# Fishkill NY Model Train show Feb 11th 2018



## aceinspp (Jan 2, 2008)

Hi Guys,
The Fishkill N.Y. Model Train and Railroad
Hobby Show will be pulling into the Fishkill Recreation Center on Sunday, February 11, 2018

The show, admission price is $7 for adults and
$2 for children younger than 12, will be
held from 10 a.m. to 4 p.m.

It will be one of the largest Railroad shows in Southern Dutchess county ever. 1000's of square feet of Operating layouts, dealer, vendor tables and so much more.
We look forward to seeing everyone there, We will have the largest # of operating layouts ever along with a record setting vendor table attendance Kids activity's Lego Trains and so much more.
The show is easily located 1 block off RT 84 at Exit 12 in Fishkill NY at the new Rec center.

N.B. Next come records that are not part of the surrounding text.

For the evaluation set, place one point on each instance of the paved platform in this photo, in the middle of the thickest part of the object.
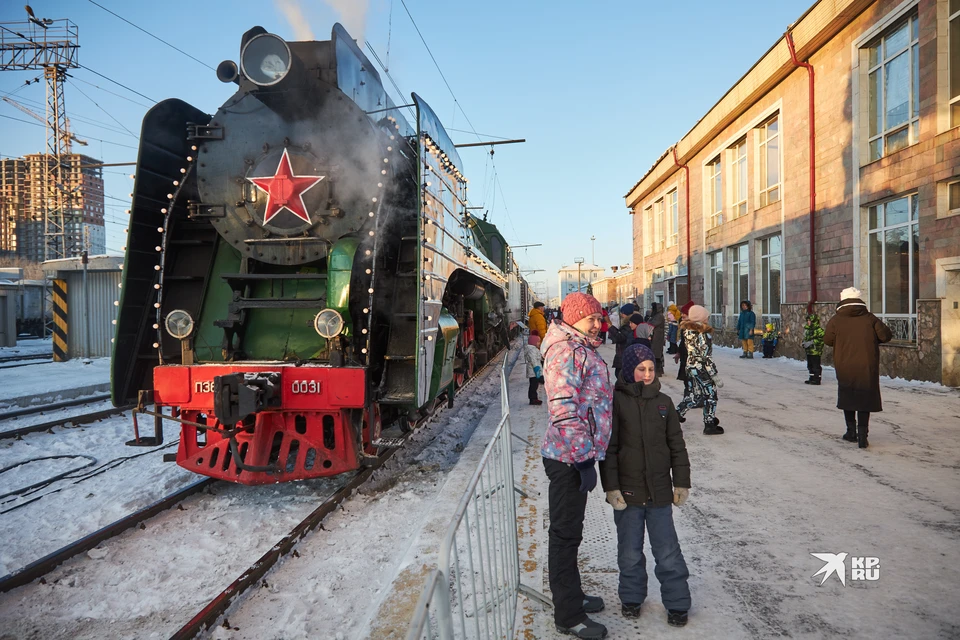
(777, 487)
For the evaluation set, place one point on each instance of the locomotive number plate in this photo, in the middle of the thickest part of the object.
(203, 386)
(305, 386)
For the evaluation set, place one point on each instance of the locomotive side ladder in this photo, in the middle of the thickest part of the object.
(399, 380)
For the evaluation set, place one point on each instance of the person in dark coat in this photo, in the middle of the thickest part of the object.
(658, 339)
(856, 335)
(646, 447)
(746, 323)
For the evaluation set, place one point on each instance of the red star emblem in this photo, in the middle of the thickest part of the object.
(285, 190)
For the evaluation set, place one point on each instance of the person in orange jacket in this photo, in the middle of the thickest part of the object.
(536, 321)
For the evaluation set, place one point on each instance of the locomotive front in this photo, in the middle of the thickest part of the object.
(266, 221)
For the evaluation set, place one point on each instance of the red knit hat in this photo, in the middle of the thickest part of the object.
(578, 306)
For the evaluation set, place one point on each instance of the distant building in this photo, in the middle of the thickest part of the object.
(22, 205)
(578, 275)
(738, 201)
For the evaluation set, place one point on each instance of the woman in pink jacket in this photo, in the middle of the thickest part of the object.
(580, 400)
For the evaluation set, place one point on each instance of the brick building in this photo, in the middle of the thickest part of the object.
(734, 198)
(22, 206)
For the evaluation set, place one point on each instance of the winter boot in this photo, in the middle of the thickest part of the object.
(712, 428)
(677, 618)
(592, 604)
(586, 629)
(851, 434)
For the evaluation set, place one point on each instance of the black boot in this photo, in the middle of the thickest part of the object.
(851, 434)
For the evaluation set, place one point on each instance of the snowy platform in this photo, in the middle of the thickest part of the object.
(47, 382)
(779, 485)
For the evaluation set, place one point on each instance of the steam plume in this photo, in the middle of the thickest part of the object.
(293, 12)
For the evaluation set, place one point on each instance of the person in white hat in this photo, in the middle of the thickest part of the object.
(856, 335)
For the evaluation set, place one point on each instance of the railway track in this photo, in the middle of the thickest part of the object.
(64, 404)
(252, 576)
(84, 418)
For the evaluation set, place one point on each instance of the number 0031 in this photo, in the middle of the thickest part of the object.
(305, 386)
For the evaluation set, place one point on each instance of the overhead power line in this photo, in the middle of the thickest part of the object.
(151, 35)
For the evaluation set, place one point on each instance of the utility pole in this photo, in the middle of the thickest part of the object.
(50, 45)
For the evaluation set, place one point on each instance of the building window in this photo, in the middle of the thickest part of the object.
(770, 162)
(716, 287)
(893, 82)
(647, 231)
(673, 216)
(770, 265)
(659, 232)
(715, 188)
(738, 178)
(741, 273)
(893, 256)
(954, 63)
(953, 196)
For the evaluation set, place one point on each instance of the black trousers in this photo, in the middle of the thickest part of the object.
(567, 508)
(860, 420)
(813, 366)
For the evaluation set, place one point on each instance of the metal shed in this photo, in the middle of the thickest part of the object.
(90, 298)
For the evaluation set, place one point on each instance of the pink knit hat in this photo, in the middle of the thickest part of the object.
(578, 306)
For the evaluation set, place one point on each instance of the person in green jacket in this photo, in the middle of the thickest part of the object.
(813, 345)
(645, 448)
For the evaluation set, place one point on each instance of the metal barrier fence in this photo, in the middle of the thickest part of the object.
(473, 591)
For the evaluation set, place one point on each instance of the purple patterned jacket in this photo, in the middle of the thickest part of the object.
(579, 396)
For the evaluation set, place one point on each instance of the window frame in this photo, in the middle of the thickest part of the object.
(765, 289)
(769, 193)
(714, 185)
(954, 102)
(912, 222)
(735, 272)
(659, 232)
(738, 178)
(912, 124)
(673, 200)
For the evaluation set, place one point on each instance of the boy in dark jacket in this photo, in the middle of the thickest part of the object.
(646, 446)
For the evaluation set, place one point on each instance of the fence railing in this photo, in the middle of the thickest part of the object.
(473, 591)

As usual lots of large scale to be had for all.
*793 Route 52, Fishkill, N.Y*

*Please visit our new web site for details and thanks again for all those who support our events and Model Railroading.*

http://kingstontrainshow.com/f...railroad-hobby-show/


Later RJD


----------



## Greg Elmassian (Jan 3, 2008)

Anyone here attend?

Wondering how it went.

Greg - 250


----------